Licensees must be aware of the challenges that exist when representing someone who claims to have the legal right to act on behalf of a property owner on the basis of a power of attorney. Is the power of attorney valid? Was it properly executed? Does it empower the attorney to deal with real property? Has it expired? Has it been revoked? Has it been terminated through the death of the grantor? These are all questions that must be ascertained by the licensee before proceeding.

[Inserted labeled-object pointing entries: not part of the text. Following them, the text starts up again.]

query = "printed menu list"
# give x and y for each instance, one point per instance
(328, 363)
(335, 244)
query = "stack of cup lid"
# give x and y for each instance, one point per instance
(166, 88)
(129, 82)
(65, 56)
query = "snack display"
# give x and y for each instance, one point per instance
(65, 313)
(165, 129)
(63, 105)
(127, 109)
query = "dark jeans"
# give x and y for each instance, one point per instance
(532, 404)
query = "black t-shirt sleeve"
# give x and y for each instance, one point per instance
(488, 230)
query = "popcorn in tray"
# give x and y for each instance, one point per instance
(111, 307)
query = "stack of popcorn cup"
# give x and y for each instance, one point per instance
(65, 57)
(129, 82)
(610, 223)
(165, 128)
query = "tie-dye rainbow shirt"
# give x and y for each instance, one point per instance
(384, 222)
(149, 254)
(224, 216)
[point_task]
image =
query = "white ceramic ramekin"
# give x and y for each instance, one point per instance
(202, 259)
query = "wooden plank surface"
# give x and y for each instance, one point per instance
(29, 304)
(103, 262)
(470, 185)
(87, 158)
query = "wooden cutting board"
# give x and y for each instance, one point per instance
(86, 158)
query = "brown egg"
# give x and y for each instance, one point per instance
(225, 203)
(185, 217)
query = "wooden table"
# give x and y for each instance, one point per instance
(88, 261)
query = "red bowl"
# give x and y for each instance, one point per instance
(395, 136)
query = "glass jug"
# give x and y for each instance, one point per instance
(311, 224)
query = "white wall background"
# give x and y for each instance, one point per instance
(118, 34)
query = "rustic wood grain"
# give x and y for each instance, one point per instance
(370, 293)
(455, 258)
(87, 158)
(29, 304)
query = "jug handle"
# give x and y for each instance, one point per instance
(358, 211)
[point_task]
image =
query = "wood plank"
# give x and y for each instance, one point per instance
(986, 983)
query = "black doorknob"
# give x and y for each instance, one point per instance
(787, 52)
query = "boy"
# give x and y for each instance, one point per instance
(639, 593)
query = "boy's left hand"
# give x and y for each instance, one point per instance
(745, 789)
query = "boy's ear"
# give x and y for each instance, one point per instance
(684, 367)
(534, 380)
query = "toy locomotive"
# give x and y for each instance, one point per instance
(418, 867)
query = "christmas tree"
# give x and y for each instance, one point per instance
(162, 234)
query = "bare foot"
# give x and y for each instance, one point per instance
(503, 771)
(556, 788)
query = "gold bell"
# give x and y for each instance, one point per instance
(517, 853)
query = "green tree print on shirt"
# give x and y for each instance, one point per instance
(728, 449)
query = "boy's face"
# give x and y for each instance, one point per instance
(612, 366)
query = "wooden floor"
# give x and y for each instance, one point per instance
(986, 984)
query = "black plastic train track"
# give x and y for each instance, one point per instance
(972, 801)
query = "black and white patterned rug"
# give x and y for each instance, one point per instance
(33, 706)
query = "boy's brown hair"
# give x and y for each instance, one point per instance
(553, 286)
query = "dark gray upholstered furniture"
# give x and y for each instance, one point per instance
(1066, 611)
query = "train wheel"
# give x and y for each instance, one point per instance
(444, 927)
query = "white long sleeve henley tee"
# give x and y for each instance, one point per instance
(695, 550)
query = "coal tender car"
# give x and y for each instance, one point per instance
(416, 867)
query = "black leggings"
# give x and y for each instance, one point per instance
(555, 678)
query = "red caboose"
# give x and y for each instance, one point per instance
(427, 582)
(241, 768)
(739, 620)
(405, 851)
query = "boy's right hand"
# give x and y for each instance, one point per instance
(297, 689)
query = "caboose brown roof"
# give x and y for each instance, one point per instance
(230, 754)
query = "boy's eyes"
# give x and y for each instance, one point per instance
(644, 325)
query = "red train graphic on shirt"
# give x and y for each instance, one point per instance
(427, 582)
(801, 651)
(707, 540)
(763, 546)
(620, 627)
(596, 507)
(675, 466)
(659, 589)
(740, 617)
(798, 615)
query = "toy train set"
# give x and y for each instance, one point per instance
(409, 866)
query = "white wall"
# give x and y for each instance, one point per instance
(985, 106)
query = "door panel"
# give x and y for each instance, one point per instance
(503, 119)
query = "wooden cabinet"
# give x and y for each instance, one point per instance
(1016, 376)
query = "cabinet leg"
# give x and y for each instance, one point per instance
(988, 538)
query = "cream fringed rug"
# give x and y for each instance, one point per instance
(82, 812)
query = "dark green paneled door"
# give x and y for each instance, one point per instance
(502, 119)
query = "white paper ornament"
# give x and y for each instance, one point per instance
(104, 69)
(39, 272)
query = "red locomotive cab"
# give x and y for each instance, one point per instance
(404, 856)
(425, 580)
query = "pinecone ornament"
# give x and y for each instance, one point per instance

In 2018, two licensees were approached by Seller A wishing to list a property for sale. A title search revealed that the property was owned jointly by Seller A and their spouse, Seller B. Seller A advised the licensees that Seller B was confined to a care home and Seller A had a power of attorney (POA) to act on Seller B’s behalf. The licensees had never dealt with a POA before, and they generally took Seller A’s assertion at face value. They did review some 2009 correspondence from Seller A’s lawyer indicating there was a POA between Seller A and Seller B. However, the licensees did not obtain a copy of the POA for the deal file, a contravention of their local Board’s MLS® Regulations regarding listing properties where POA’s were involved. They also did not advise Seller A to seek independent legal advice to ensure the POA was valid. It appears that the licensees did not read, or did not understand, the POA or the lawyer’s correspondence, which clearly indicated that the POA gave authority for Seller B to act for Seller A, rather than the other way around.
The two licensees marketed the property and eventually received an offer to purchase from a buyer, which was accepted by Seller A in their own right and as the attorney for Seller B. Subjects were removed and the transaction was slated to close on April 19. On April 4 the conveyancing lawyer for the sellers advised the licensees that a copy of the POA was needed to complete the transaction. Seller A finally provided the lawyer with a copy of the POA on April 10. The lawyer immediately realized that the POA did not provide Seller A with the authority to act for Seller B. The lawyer attempted to save the transaction by getting Seller B to consent to the transaction in their own right but discovered that Seller B did not have the legal capacity to sign the required legal documents. The transaction could not be completed. As a result of the failure of the transaction, Seller A defaulted on the purchase of another property which they were intending to acquire with the proceeds of the failed transaction.
The buyers lodged a complaint with the Real Estate Council of BC (Council), concerning the actions of the two licensees. The licensees were found guilty of failing to take sufficient care to ensure that Seller A had the legal authority to sell the property and failing to advise Seller A to seek independent legal advice concerning the POA. The licensees were fined $20,000 plus costs, a substantial penalty.1
In addition to their transgressions regarding the POA, the licensees were found to be in contravention of Rule 3-2 by failing to promptly provide to their managing broker all documents relating to the transaction (they waited 8 days before filing the subject removal document) and by failing to keep their managing broker informed of the real estate services they were providing (they waited 10 days before advising their managing broker that there was a problem with the POA that might result in the transaction not completing). I mention these last two contraventions because I am seeing them creep into more and more discipline decisions. Licensees must be aware of and comply with Rule 3-2, which requires them to promptly file documents with their brokerage and keep their managing broker informed of the real estate services they are providing. Yes, I know licensees are independent contractors. Yes, I know they conduct much of their business electronically. Yes, I know they don’t visit the brokerage as often as they used to. However, none of that absolves a licensee of their obligations under Rule 3-2 (1) and (2) to promptly provide their managing broker with the original or copies of all necessary documents and keep their managing broker informed of the real estate services they are providing. As you can see from this case, 8 days is not considered prompt.
It is instructive to note that the licensees had not encountered a POA before this transaction. However, ignorance is no defence. If a licensee does not think they have the skill and expertise to conduct a transaction, they should refer it to a licensee that does. If they do not refer it, they must take steps to acquire the necessary knowledge to enable them to act with reasonable care and skill. There are tremendous resources available from Council, BCREA, local Boards and Associations, brokerages, managing brokers and more experienced licensees. Licensees are obliged to take advantage of those resources.